Competitors will find it difficult to replicate The Joint precisely because it has built scale and a strong brand by moving first. Peter Holt analogized it to The UPS Store (at Oppenheimer Conference in 2022):
I spent a lot of time working with Mail Boxes Etc. Another really interesting concept, of course, today it is called The UPS Store. But they, too, ended up being a very disruptive, pretty new industry that didn't exist before. There was no private mailbox. There was no retail shipping. There was no professional packing. They have that first-mover advantage. They had spun every competitor that they had in that space.
And if you look at them today, The UPS Store probably has a footprint of almost 6,000 units, which is greater than every single competitor they created combined. Why? Because they have that first-mover advantage that nobody could catch up with.
And they actually used their regional developer program to accelerate its growth, much like we're doing here at The Joint…
The parallels are clear, and Holt has the experience to execute it. But the first-mover advantage doesn’t end there. Scale allows the franchise operator to build a better business by learning from mistakes. As Holt said:
You know what franchising is? It’s the business of selling mistakes.
With more clinics, The Joint can make more mistakes (with a smaller relative impact) and implement the learnings across all clinics. The end result? A better experience for the patient, which feeds back into the brand.

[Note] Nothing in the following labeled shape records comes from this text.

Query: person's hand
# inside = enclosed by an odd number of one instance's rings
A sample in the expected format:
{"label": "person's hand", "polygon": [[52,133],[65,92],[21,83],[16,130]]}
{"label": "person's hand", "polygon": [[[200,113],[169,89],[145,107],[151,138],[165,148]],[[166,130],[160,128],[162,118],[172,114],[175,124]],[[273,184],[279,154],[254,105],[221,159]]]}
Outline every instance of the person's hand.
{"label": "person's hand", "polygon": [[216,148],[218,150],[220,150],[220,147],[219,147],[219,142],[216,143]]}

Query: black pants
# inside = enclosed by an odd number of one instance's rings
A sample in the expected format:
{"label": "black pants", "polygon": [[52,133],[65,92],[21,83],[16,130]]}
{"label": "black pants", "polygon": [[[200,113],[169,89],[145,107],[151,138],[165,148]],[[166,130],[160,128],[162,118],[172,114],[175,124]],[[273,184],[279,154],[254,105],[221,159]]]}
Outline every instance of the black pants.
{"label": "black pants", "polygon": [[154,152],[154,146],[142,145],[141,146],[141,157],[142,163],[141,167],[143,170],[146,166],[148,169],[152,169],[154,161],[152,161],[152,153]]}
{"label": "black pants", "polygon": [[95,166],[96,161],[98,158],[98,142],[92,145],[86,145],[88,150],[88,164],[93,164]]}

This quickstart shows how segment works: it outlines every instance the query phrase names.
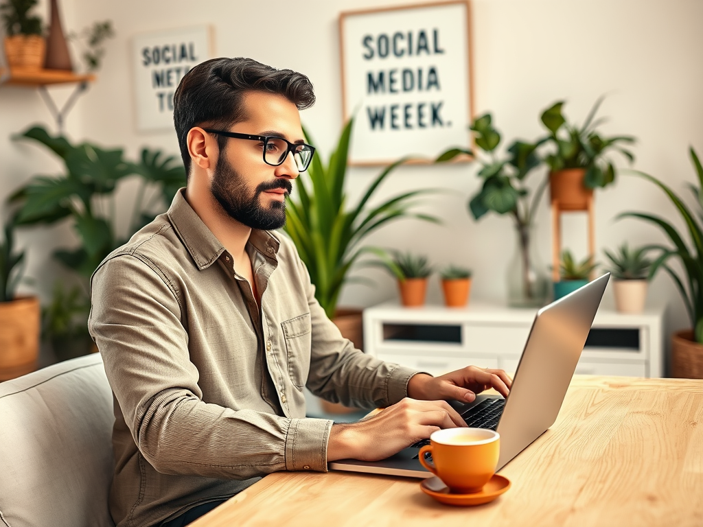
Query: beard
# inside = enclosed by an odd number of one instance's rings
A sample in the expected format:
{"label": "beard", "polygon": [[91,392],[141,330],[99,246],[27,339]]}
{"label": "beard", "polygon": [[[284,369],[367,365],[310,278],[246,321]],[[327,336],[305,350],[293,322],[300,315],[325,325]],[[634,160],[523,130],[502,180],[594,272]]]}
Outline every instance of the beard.
{"label": "beard", "polygon": [[285,202],[273,200],[271,205],[262,204],[262,193],[283,188],[286,195],[292,192],[292,185],[285,178],[259,183],[254,191],[250,190],[242,176],[221,155],[215,165],[210,183],[210,192],[224,212],[243,225],[262,230],[273,230],[285,225]]}

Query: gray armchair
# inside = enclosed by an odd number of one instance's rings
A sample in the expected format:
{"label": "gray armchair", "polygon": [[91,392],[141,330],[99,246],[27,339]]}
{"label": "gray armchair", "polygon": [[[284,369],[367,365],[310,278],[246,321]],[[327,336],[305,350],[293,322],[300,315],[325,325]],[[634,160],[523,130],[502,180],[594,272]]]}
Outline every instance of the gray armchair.
{"label": "gray armchair", "polygon": [[97,353],[0,384],[0,527],[114,527],[114,420]]}

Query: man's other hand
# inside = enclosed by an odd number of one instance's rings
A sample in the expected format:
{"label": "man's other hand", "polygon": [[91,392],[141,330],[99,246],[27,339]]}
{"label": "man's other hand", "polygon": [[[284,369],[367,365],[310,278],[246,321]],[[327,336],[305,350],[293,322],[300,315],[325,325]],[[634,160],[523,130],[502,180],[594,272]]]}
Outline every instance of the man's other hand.
{"label": "man's other hand", "polygon": [[413,375],[408,383],[408,396],[424,401],[456,399],[470,403],[477,393],[491,388],[507,397],[512,384],[503,370],[467,366],[440,377],[424,373]]}
{"label": "man's other hand", "polygon": [[461,416],[445,401],[406,397],[358,423],[333,425],[327,460],[351,457],[377,461],[427,439],[440,429],[465,426]]}

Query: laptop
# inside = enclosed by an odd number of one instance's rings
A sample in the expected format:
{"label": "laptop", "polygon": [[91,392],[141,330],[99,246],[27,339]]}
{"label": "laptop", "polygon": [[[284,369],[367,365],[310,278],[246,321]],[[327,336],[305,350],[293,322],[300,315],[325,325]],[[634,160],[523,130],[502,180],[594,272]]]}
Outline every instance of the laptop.
{"label": "laptop", "polygon": [[[470,427],[501,434],[496,471],[556,420],[610,276],[607,273],[537,312],[507,398],[479,395],[469,403],[450,402]],[[380,461],[340,460],[329,468],[429,478],[433,474],[418,460],[420,447],[429,443],[420,441]]]}

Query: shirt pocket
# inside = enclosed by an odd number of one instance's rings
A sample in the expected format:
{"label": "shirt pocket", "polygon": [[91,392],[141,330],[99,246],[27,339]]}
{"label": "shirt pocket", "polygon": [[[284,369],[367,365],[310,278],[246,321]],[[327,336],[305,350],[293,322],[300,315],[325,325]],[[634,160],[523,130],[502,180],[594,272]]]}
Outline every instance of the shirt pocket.
{"label": "shirt pocket", "polygon": [[312,325],[310,313],[280,323],[285,338],[288,376],[293,386],[302,390],[310,372],[310,353],[312,346]]}

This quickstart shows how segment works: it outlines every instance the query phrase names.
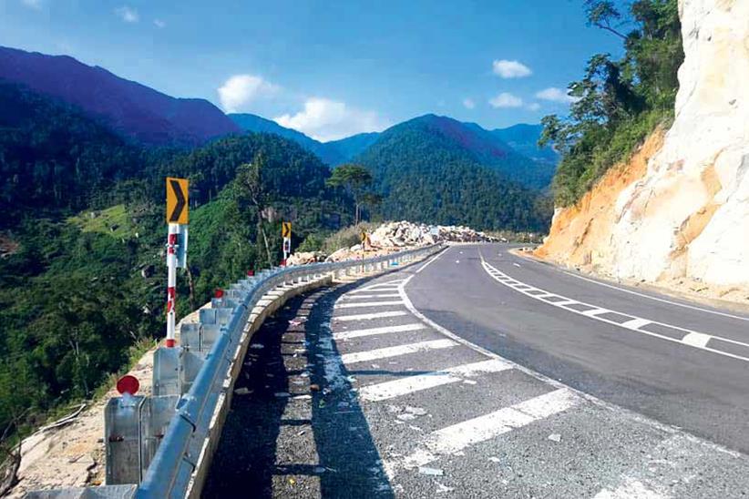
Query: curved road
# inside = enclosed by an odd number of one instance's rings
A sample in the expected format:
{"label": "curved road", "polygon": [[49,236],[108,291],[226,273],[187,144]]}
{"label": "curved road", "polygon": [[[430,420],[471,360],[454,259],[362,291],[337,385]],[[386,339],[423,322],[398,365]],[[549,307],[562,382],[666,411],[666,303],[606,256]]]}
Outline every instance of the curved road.
{"label": "curved road", "polygon": [[252,337],[203,495],[749,495],[747,318],[508,249],[289,302]]}
{"label": "curved road", "polygon": [[[408,296],[477,345],[749,451],[749,317],[572,275],[508,250],[451,247],[414,276]],[[605,311],[585,315],[596,308]]]}

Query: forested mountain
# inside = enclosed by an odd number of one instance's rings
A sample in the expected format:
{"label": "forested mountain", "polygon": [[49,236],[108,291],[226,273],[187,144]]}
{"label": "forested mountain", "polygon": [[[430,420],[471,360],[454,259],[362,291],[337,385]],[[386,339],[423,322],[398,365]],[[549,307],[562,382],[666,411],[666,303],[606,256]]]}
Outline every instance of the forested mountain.
{"label": "forested mountain", "polygon": [[[323,143],[256,115],[231,114],[229,117],[242,130],[274,133],[291,138],[331,167],[351,161],[364,154],[383,134],[390,131],[356,134]],[[446,147],[461,148],[478,163],[498,169],[509,178],[531,188],[542,189],[550,184],[559,160],[552,148],[539,148],[539,138],[543,130],[540,125],[516,125],[489,131],[476,123],[463,123],[446,117],[426,115],[395,125],[392,128],[397,132],[404,127],[413,126],[421,126],[428,133],[437,134],[446,142]]]}
{"label": "forested mountain", "polygon": [[80,109],[0,81],[0,228],[77,210],[135,177],[142,151]]}
{"label": "forested mountain", "polygon": [[207,100],[174,98],[67,56],[0,46],[2,79],[76,105],[144,144],[194,147],[240,131]]}
{"label": "forested mountain", "polygon": [[334,147],[330,147],[328,144],[319,142],[302,132],[282,127],[272,119],[266,119],[250,113],[230,114],[227,116],[229,116],[240,128],[246,132],[272,133],[284,138],[290,138],[308,151],[314,153],[320,159],[330,166],[338,165],[345,160]]}
{"label": "forested mountain", "polygon": [[277,263],[281,217],[295,244],[350,222],[328,167],[276,136],[146,149],[15,85],[0,86],[0,427],[11,433],[90,398],[163,335],[166,175],[190,178],[180,315]]}
{"label": "forested mountain", "polygon": [[302,132],[282,127],[273,120],[257,115],[238,113],[228,116],[244,131],[273,133],[285,138],[291,138],[308,151],[314,153],[331,167],[350,160],[374,144],[380,135],[377,132],[362,133],[339,140],[320,142]]}
{"label": "forested mountain", "polygon": [[[354,161],[373,172],[384,198],[378,210],[385,219],[543,229],[550,206],[538,191],[505,175],[498,167],[509,167],[503,161],[518,156],[487,135],[427,115],[385,130]],[[520,168],[536,166],[522,157],[518,160]]]}
{"label": "forested mountain", "polygon": [[491,133],[527,158],[556,165],[559,161],[559,153],[550,146],[539,147],[543,128],[542,125],[519,123],[507,128],[496,128]]}

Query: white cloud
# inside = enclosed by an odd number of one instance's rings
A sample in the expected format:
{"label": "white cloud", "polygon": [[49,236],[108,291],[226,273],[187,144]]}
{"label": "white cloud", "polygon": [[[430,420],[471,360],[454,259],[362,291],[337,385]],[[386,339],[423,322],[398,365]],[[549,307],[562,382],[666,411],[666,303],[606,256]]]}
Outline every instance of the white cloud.
{"label": "white cloud", "polygon": [[122,5],[115,9],[117,14],[126,23],[137,23],[139,20],[138,11],[130,8],[128,5]]}
{"label": "white cloud", "polygon": [[42,0],[21,0],[21,3],[29,8],[36,10],[42,9]]}
{"label": "white cloud", "polygon": [[521,107],[523,106],[523,99],[508,92],[502,92],[498,96],[489,99],[489,106],[495,108]]}
{"label": "white cloud", "polygon": [[323,142],[362,132],[381,131],[387,127],[374,112],[323,97],[310,97],[304,101],[303,110],[273,119],[282,127],[299,130]]}
{"label": "white cloud", "polygon": [[248,110],[259,98],[273,97],[281,87],[254,75],[234,75],[219,87],[219,99],[228,113]]}
{"label": "white cloud", "polygon": [[561,102],[564,104],[569,104],[570,102],[575,102],[578,100],[572,96],[569,96],[566,91],[561,88],[557,88],[556,87],[549,87],[540,92],[537,92],[536,97],[543,100],[549,100],[551,102]]}
{"label": "white cloud", "polygon": [[533,74],[528,66],[519,61],[507,59],[495,60],[492,63],[494,74],[502,78],[524,78]]}

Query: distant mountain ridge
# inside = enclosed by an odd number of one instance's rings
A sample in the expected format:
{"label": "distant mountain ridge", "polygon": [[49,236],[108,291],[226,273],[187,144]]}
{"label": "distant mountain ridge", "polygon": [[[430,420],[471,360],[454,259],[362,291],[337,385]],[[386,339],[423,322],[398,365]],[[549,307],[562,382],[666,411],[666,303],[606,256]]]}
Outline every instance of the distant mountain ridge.
{"label": "distant mountain ridge", "polygon": [[275,121],[258,115],[236,113],[227,116],[229,116],[242,131],[273,133],[285,138],[291,138],[308,151],[314,153],[320,159],[331,167],[350,160],[374,144],[380,135],[377,132],[361,133],[339,140],[320,142],[300,131],[282,127]]}
{"label": "distant mountain ridge", "polygon": [[0,46],[0,79],[75,105],[148,145],[194,147],[241,131],[207,100],[175,98],[67,56]]}
{"label": "distant mountain ridge", "polygon": [[353,161],[373,172],[385,219],[539,230],[550,218],[538,189],[510,175],[531,171],[527,182],[548,185],[553,167],[538,177],[538,163],[477,125],[419,117],[380,134]]}
{"label": "distant mountain ridge", "polygon": [[444,140],[463,149],[478,163],[498,169],[508,178],[532,188],[546,188],[551,182],[559,157],[551,148],[537,145],[543,127],[519,124],[508,128],[487,130],[476,123],[464,123],[448,117],[425,115],[405,121],[384,132],[357,134],[340,140],[319,142],[302,132],[282,127],[275,121],[252,114],[229,117],[244,131],[275,133],[291,138],[323,161],[334,167],[364,154],[392,129],[405,123],[419,123]]}

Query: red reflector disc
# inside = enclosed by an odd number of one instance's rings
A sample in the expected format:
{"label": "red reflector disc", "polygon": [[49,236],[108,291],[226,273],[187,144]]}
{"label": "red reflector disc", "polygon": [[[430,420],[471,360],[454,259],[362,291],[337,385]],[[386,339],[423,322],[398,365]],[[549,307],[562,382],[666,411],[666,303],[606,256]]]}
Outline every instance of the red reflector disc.
{"label": "red reflector disc", "polygon": [[126,374],[117,381],[117,391],[120,394],[129,393],[135,395],[138,393],[138,389],[140,388],[140,382],[135,376]]}

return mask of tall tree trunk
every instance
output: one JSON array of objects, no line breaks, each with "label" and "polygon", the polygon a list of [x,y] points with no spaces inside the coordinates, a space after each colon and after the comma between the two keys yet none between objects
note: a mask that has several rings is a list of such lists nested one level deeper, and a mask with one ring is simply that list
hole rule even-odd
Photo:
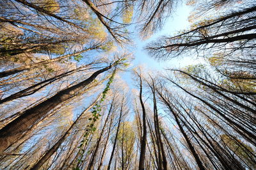
[{"label": "tall tree trunk", "polygon": [[88,66],[88,65],[86,65],[84,66],[78,68],[77,69],[74,69],[74,70],[63,73],[61,74],[56,75],[53,77],[51,77],[51,78],[45,80],[44,81],[36,83],[30,87],[28,87],[24,89],[22,89],[22,90],[21,90],[19,92],[17,92],[13,95],[11,95],[8,97],[4,98],[4,99],[0,100],[0,104],[3,104],[4,102],[10,102],[10,101],[16,99],[16,98],[19,98],[20,97],[33,95],[35,93],[36,93],[36,91],[38,91],[38,90],[40,90],[40,89],[42,89],[42,88],[47,86],[48,84],[50,84],[51,83],[52,83],[53,82],[54,82],[56,81],[59,80],[64,77],[68,76],[74,72],[79,72],[80,70],[80,69],[81,69],[84,67],[86,67],[87,66]]},{"label": "tall tree trunk", "polygon": [[79,55],[79,54],[82,54],[83,52],[85,52],[86,51],[88,51],[88,50],[93,50],[93,49],[95,49],[97,47],[94,47],[88,48],[88,49],[81,50],[81,51],[77,52],[72,53],[71,54],[64,55],[64,56],[60,56],[60,57],[58,57],[58,58],[53,58],[53,59],[47,59],[47,60],[44,60],[44,61],[40,61],[40,62],[38,62],[38,63],[35,63],[33,65],[21,66],[20,67],[15,68],[10,70],[7,70],[7,71],[5,71],[5,72],[0,72],[0,78],[3,78],[3,77],[7,77],[7,76],[15,74],[15,73],[17,73],[21,72],[22,71],[24,71],[24,70],[29,70],[29,69],[31,69],[31,68],[35,68],[35,67],[37,67],[37,66],[41,66],[42,65],[46,65],[46,64],[48,64],[48,63],[50,63],[60,61],[60,60],[61,60],[63,59],[65,59],[65,58],[67,58],[72,57],[72,56],[74,56]]},{"label": "tall tree trunk", "polygon": [[99,139],[98,139],[98,140],[97,141],[96,146],[95,146],[95,150],[94,150],[93,153],[93,154],[92,155],[91,160],[90,160],[90,161],[89,162],[89,165],[88,165],[88,169],[87,169],[88,170],[91,170],[93,167],[93,166],[94,166],[93,165],[93,162],[94,162],[94,160],[95,159],[97,153],[98,152],[99,147],[99,145],[100,145],[100,143],[101,138],[102,137],[104,130],[105,129],[106,125],[107,125],[108,118],[109,118],[109,115],[110,115],[110,114],[111,114],[111,112],[112,111],[112,107],[113,107],[113,102],[114,102],[114,98],[112,100],[112,102],[111,104],[110,108],[109,108],[109,110],[108,111],[108,114],[107,118],[106,118],[104,124],[103,125],[102,130],[101,130],[101,132],[100,132],[100,137],[99,137]]},{"label": "tall tree trunk", "polygon": [[112,162],[112,159],[113,159],[113,157],[114,156],[115,150],[116,145],[117,137],[118,135],[120,124],[121,123],[122,114],[122,112],[123,112],[123,104],[124,104],[123,102],[124,102],[124,98],[123,98],[123,100],[122,100],[122,104],[121,104],[121,110],[120,110],[120,112],[118,125],[117,125],[116,134],[116,136],[115,137],[114,144],[113,145],[113,149],[112,149],[111,155],[110,156],[109,161],[108,162],[108,170],[110,169],[110,167],[111,167],[111,162]]},{"label": "tall tree trunk", "polygon": [[100,99],[100,95],[99,95],[96,100],[93,104],[92,104],[88,107],[87,107],[77,118],[77,119],[73,123],[72,126],[68,128],[68,130],[65,133],[65,134],[59,139],[59,141],[54,145],[42,157],[37,163],[31,167],[31,170],[39,169],[40,167],[44,165],[44,164],[54,153],[61,144],[64,142],[64,141],[68,137],[70,132],[72,130],[73,127],[76,125],[77,122],[81,120],[81,118],[92,107],[93,107],[97,103],[97,102]]},{"label": "tall tree trunk", "polygon": [[141,148],[139,162],[139,169],[145,169],[145,153],[146,152],[146,141],[147,141],[147,122],[146,122],[146,110],[145,109],[144,103],[142,100],[142,80],[141,75],[138,75],[140,79],[140,102],[142,108],[142,123],[143,123],[143,135],[141,140]]},{"label": "tall tree trunk", "polygon": [[177,115],[177,112],[173,109],[172,106],[170,105],[168,102],[166,100],[166,98],[163,96],[163,95],[161,93],[158,93],[161,98],[163,99],[163,102],[165,103],[166,106],[168,107],[172,114],[173,115],[175,118],[175,120],[178,125],[179,128],[180,129],[183,137],[185,138],[185,141],[187,143],[188,147],[191,151],[191,153],[193,156],[194,157],[196,162],[200,170],[205,170],[203,166],[203,163],[202,162],[201,160],[199,158],[198,155],[197,154],[194,146],[193,146],[192,143],[189,141],[189,137],[188,137],[187,134],[185,132],[185,130],[184,130],[182,126],[181,125],[180,121],[179,120],[178,116]]},{"label": "tall tree trunk", "polygon": [[[114,64],[115,64],[115,63]],[[41,104],[24,111],[19,117],[0,130],[0,153],[13,144],[29,127],[42,118],[49,111],[61,102],[74,97],[77,92],[91,83],[97,75],[110,69],[113,65],[94,72],[89,78],[61,90]]]}]

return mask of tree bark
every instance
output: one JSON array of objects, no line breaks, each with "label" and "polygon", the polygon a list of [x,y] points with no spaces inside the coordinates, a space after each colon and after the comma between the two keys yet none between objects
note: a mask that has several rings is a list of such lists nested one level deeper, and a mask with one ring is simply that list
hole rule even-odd
[{"label": "tree bark", "polygon": [[[115,64],[115,63],[114,63]],[[13,144],[29,127],[42,118],[58,104],[74,97],[77,92],[91,83],[97,75],[110,69],[114,64],[94,72],[89,78],[63,89],[41,104],[24,111],[19,117],[0,130],[0,153]]]}]

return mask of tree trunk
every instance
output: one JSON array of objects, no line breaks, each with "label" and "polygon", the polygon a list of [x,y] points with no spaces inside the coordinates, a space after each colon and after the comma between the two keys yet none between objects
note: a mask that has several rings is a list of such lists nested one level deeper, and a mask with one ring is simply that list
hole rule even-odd
[{"label": "tree trunk", "polygon": [[0,130],[0,153],[13,144],[29,127],[42,118],[58,104],[74,97],[77,92],[91,83],[97,75],[110,69],[113,65],[94,72],[79,84],[63,89],[41,104],[24,111],[19,117]]},{"label": "tree trunk", "polygon": [[73,127],[76,125],[76,123],[81,120],[83,116],[92,107],[93,107],[97,103],[97,102],[100,99],[101,95],[98,96],[97,99],[94,102],[91,104],[88,107],[87,107],[77,118],[77,119],[73,123],[72,126],[68,128],[68,130],[65,133],[65,134],[59,139],[59,141],[54,145],[52,147],[48,150],[48,151],[42,157],[37,163],[31,167],[31,170],[39,169],[40,167],[44,165],[44,164],[54,153],[59,148],[60,146],[63,143],[63,141],[68,137],[70,132],[72,131]]}]

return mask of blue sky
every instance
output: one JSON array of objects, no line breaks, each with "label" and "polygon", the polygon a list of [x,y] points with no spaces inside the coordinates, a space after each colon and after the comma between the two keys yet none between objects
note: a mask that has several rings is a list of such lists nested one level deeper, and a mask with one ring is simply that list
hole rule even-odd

The Joint also benefits from staying power, courtesy of the industry’s dynamics. Chiropractic isn’t fast food, where customers may go to McDonald’s one day and Wendy’s the next. It’s a medical franchise — patients tend to build and value a relationship with their doctor, making it ever more important to build scale early.
The Joint has a sound concept, strong unit economics, a large opportunity, and a durable advantage (that should allow it to capture the opportunity over time). Led by an experienced, capable CEO in Peter Holt, I imagine the business could be substantially larger in a few years’ time.